La identidad de cualquier lector no nace de la nada, sino de un momento inicial que marca la pauta de su futura curiosidad. En mi biblioteca, ese origen está representado por obras como Marimar, la sirena gruñona o Los viajes del rey Babar. Estos libros, que me acompañaron a los cinco o seis años, son los cimientos de mi edificio intelectual. Representan la etapa de la lectura compartida y el descubrimiento del código escrito. Si alguien analizara estas obras hoy, vería en sus páginas desgastadas el inicio de una vocación: la de una persona que años después elegiría la Educación para guiar a otros niños en ese mismo proceso. Cabe destacar que están guardados con especial nostalgia y cariño; además de que el segundo libro antes mencionado, fue tomado de la biblioteca del cole y finalmente acabó fundido en el mar de libros de mi estantería.
Durante los veranos de mi adolescencia, mi identidad lectora se configuró a través de la pantalla. Wattpad fue mi “biblioteca portátil”, un espacio de lectura extensiva, social y democratizada. Sin embargo, el hecho de que hoy esos títulos ocupen un lugar físico en mis estanterías (como la saga After o Perfectos Mentirosos) demuestra para mí una transición fundamental: el deseo de materializar la experiencia digital.
Para el lector humanista, el libro como objeto sigue teniendo un peso simbólico inigualable. Tener en papel lo que una vez leí en una pantalla es una forma de validar esas emociones adolescentes y otorgarles un lugar en mi historia personal. Refleja a una lectora “híbrida” que entiende la modernidad digital pero que aún busca refugio en el papel para sus ratos de ocio. Añado que a este espacio de mi estantería también le tengo un amor especial ya que me recuerda a tantas tardes de julio y agosto en el suelo de mi salón leyendo hasta la noche.

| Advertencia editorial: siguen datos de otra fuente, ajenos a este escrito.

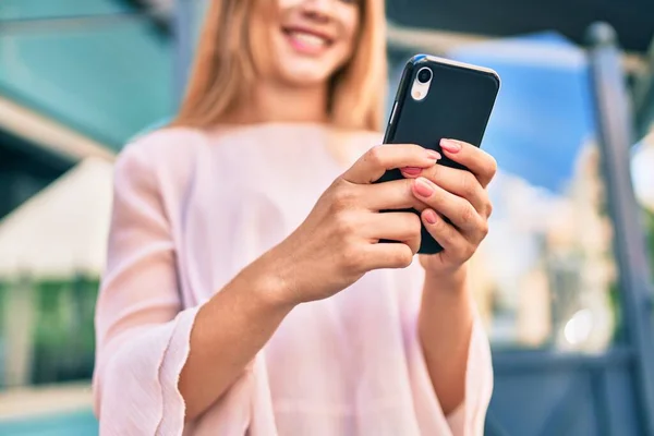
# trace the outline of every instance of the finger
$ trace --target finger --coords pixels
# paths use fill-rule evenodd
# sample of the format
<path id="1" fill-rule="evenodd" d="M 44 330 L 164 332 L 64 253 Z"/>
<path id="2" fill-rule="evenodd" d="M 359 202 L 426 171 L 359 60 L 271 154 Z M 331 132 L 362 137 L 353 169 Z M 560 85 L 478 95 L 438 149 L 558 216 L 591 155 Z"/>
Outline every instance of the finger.
<path id="1" fill-rule="evenodd" d="M 404 243 L 370 244 L 364 249 L 365 269 L 405 268 L 413 262 L 413 251 Z"/>
<path id="2" fill-rule="evenodd" d="M 425 229 L 432 238 L 443 246 L 448 256 L 455 258 L 468 259 L 474 252 L 474 245 L 471 244 L 452 225 L 438 216 L 433 209 L 425 209 L 422 213 L 422 221 Z"/>
<path id="3" fill-rule="evenodd" d="M 367 184 L 387 170 L 402 167 L 428 168 L 440 158 L 437 152 L 415 144 L 384 144 L 367 150 L 342 178 L 351 183 Z"/>
<path id="4" fill-rule="evenodd" d="M 444 190 L 465 198 L 480 215 L 486 218 L 491 216 L 492 205 L 488 192 L 470 171 L 435 165 L 423 169 L 420 175 L 429 179 Z"/>
<path id="5" fill-rule="evenodd" d="M 374 211 L 416 208 L 422 203 L 411 192 L 413 181 L 408 179 L 356 185 L 360 204 Z"/>
<path id="6" fill-rule="evenodd" d="M 445 156 L 468 168 L 486 187 L 497 172 L 497 161 L 493 156 L 472 144 L 457 140 L 440 140 Z"/>
<path id="7" fill-rule="evenodd" d="M 365 237 L 375 242 L 379 240 L 403 242 L 414 254 L 420 249 L 421 221 L 420 217 L 411 211 L 374 214 L 370 226 L 363 230 Z"/>
<path id="8" fill-rule="evenodd" d="M 464 198 L 451 194 L 425 178 L 413 181 L 413 193 L 440 215 L 449 218 L 463 235 L 471 241 L 485 238 L 487 223 L 472 205 Z"/>

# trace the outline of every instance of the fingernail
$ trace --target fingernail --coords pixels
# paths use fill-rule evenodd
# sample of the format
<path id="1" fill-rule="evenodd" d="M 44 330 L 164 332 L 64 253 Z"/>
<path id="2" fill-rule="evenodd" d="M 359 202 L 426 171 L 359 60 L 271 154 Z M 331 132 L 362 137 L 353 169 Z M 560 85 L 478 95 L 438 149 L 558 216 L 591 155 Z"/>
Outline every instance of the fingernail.
<path id="1" fill-rule="evenodd" d="M 409 175 L 417 175 L 422 172 L 422 168 L 417 168 L 417 167 L 405 167 L 402 168 L 402 172 L 404 174 L 409 174 Z"/>
<path id="2" fill-rule="evenodd" d="M 440 159 L 443 157 L 443 156 L 440 156 L 440 153 L 438 153 L 436 150 L 426 148 L 426 152 L 427 152 L 427 156 L 428 156 L 429 159 L 436 159 L 436 160 L 438 160 L 438 159 Z"/>
<path id="3" fill-rule="evenodd" d="M 428 197 L 434 193 L 434 187 L 432 187 L 432 183 L 426 179 L 420 178 L 415 180 L 414 183 L 415 192 L 417 195 L 423 197 Z"/>
<path id="4" fill-rule="evenodd" d="M 449 153 L 458 153 L 461 149 L 461 144 L 453 140 L 440 140 L 440 146 Z"/>
<path id="5" fill-rule="evenodd" d="M 436 220 L 438 219 L 438 217 L 436 216 L 436 213 L 432 209 L 425 210 L 425 213 L 423 215 L 425 217 L 425 221 L 427 221 L 431 225 L 435 225 Z"/>

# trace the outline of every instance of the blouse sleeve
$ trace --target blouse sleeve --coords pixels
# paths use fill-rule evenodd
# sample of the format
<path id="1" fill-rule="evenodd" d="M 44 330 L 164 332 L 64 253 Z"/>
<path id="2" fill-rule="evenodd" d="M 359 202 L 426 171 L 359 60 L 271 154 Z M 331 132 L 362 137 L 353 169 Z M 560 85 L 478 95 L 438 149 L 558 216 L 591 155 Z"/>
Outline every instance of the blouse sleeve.
<path id="1" fill-rule="evenodd" d="M 447 416 L 453 436 L 484 434 L 486 411 L 493 393 L 493 365 L 486 332 L 477 318 L 473 326 L 465 373 L 465 399 Z"/>
<path id="2" fill-rule="evenodd" d="M 178 389 L 197 307 L 183 310 L 154 168 L 136 146 L 114 167 L 108 257 L 96 306 L 94 408 L 102 435 L 181 435 Z"/>

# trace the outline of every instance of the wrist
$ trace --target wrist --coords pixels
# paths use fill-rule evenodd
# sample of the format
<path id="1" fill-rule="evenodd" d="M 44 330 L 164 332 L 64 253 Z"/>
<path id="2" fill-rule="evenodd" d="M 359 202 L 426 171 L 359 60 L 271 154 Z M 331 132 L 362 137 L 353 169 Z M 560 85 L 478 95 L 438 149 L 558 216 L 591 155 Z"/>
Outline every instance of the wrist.
<path id="1" fill-rule="evenodd" d="M 301 303 L 295 289 L 292 268 L 275 250 L 265 253 L 250 265 L 247 280 L 255 283 L 256 298 L 264 304 L 290 311 Z"/>
<path id="2" fill-rule="evenodd" d="M 425 290 L 435 289 L 449 292 L 460 292 L 467 288 L 468 264 L 446 271 L 425 269 Z"/>

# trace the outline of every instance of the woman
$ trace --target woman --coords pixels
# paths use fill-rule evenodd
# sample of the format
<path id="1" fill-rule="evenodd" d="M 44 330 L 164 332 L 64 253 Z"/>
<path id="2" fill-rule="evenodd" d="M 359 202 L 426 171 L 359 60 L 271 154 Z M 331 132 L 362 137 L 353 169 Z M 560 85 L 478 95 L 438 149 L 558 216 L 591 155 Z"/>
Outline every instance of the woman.
<path id="1" fill-rule="evenodd" d="M 456 141 L 444 153 L 472 172 L 373 146 L 382 4 L 213 2 L 179 118 L 117 161 L 102 434 L 482 434 L 467 263 L 495 164 Z M 371 183 L 390 168 L 407 179 Z M 445 251 L 410 265 L 421 218 Z"/>

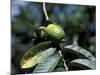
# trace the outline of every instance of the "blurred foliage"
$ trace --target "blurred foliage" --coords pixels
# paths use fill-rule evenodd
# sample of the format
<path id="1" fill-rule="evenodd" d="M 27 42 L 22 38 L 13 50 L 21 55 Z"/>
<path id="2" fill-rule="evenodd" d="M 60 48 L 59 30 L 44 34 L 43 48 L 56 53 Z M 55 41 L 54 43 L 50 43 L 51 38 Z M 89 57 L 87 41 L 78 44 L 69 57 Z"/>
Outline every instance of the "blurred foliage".
<path id="1" fill-rule="evenodd" d="M 46 9 L 50 20 L 64 28 L 66 33 L 65 45 L 72 44 L 73 35 L 78 34 L 78 44 L 95 56 L 95 6 L 47 3 Z M 33 33 L 38 32 L 37 28 L 41 25 L 46 25 L 42 3 L 18 0 L 11 1 L 12 72 L 24 73 L 19 66 L 21 57 L 29 48 L 35 45 L 34 42 L 32 42 L 32 39 L 36 37 Z M 39 43 L 43 41 L 43 39 L 37 42 Z M 74 54 L 72 54 L 72 56 L 68 54 L 68 56 L 65 57 L 66 59 L 67 57 L 71 59 L 77 58 L 77 56 L 73 56 Z M 71 59 L 69 59 L 69 61 Z M 55 71 L 60 69 L 62 70 L 63 67 L 56 68 Z"/>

Como señalaba Borges, una biblioteca es también una biografía. Un libro destaca por su carga emocional: Memorias de una geisha. Al haberlo heredado de mi madre, este volumen deja de ser un simple libro para convertirse en un vínculo afectivo y cultural. Representa el traspaso de una sensibilidad, de una cultura familiar que me precede. En mi biblioteca, este libro “conversa” con clásicos modernos como 1984 o Fahrenheit 451, demostrando que mi identidad también se construye a través del diálogo con las distopías (las cuáles disfruto muchísimo) y la crítica social, elementos propios de mi formación humanista que busco cultivar.
Finalmente, la parte más reciente de mi biblioteca proyecta mi imagen hacia mi futuro profesional. Obras como rEDUvolution de María Acaso o los libros de Inger Enkvist y Marc Prensky no están ahí para solo el deleite, sino para la construcción de mi “yo” profesional. Aquí es donde ejerzo la lectura intensiva: subrayo, anoto y estudio estos textos. Esta sección de la estantería es la que “me representa” en mi ambición por transformar el aula. Si alguien recuperara mi biblioteca dentro de décadas, vería a una persona que no se conformó con ser una lectora pasiva, sino que buscó activamente las herramientas para ser una educadora crítica y actualizada. La convivencia entre las Princesas del Reino de la Fantasía y los tratados sobre Nuevas tecnologías aplicadas a la educación resume perfectamente mi trayectoria: soy la suma de mi fantasía infantil, mi pasión adolescente y mi compromiso docente adulto.
En conclusión, mi biblioteca no es solo un conjunto de libros; es un autorretrato. En esencia, es el mapa de una trayectoria vital que demuestra que somos en gran medida aquello que hemos leído y cómo hemos decidido conservarlo a nuestro lado a través del tiempo.